Martin Corless-Smith
On Sublimity                     (page 8)

This simple, almost flat, statement is really quite stunning in its apparent awareness of what painting, that essentially flat medium, is attempting to do in the deliberate juxta-position of colours. The task of abstract painting is thus described as attempting almost the same “parlous loftiness” Sebald attributes to Browne. The material of Art points towards an immateriality. When I read this quote of Nash’s for the first time I immediately thought of how this might also describe the ambitions of the written, and of poetry in particular. This was even before I had read his next paragraph:

     A few years later in the course of making a series of drawings to illustrate Sir Thomas Browne’s Urne Buriall, I came upon the sentence referring to the soul visiting the Mansions of the Dead. This idea stirred my imagination deeply.
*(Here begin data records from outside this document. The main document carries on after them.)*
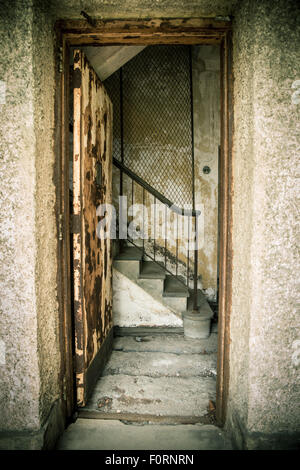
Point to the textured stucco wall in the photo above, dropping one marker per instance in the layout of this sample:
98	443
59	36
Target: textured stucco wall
206	96
19	375
263	395
29	311
45	223
264	380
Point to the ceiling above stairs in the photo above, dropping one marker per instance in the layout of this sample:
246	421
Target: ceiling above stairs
108	59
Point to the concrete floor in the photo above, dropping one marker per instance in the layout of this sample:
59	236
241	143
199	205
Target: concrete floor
154	384
94	434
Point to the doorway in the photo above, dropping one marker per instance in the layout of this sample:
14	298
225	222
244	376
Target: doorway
224	181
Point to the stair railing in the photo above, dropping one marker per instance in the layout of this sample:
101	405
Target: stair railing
169	205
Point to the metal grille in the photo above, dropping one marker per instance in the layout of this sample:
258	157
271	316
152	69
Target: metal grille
154	98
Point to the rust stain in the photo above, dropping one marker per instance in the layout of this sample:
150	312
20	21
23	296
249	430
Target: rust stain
92	256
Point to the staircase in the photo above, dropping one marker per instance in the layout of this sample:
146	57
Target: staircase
156	282
174	289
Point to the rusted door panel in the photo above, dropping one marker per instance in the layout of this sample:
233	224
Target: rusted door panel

I could see the emblem of the soul—a little winged creature, perhaps not unlike the ghost moth—perched upon the airy habitations of the skies which in their turn sailed and swung from cloud to cloud and then into space once more. It did not occur to me for a moment that the Mansions of the Dead could be situated anywhere but in the sky…the importance of this particular opportunity was that it afforded a further adventure in flight. (5)

It is as if Nash and Sebald were both elevated by exactly the same text in exactly the same way. They are both brought, separately, to similar revelations. It is the revelation of the soul transcending the body.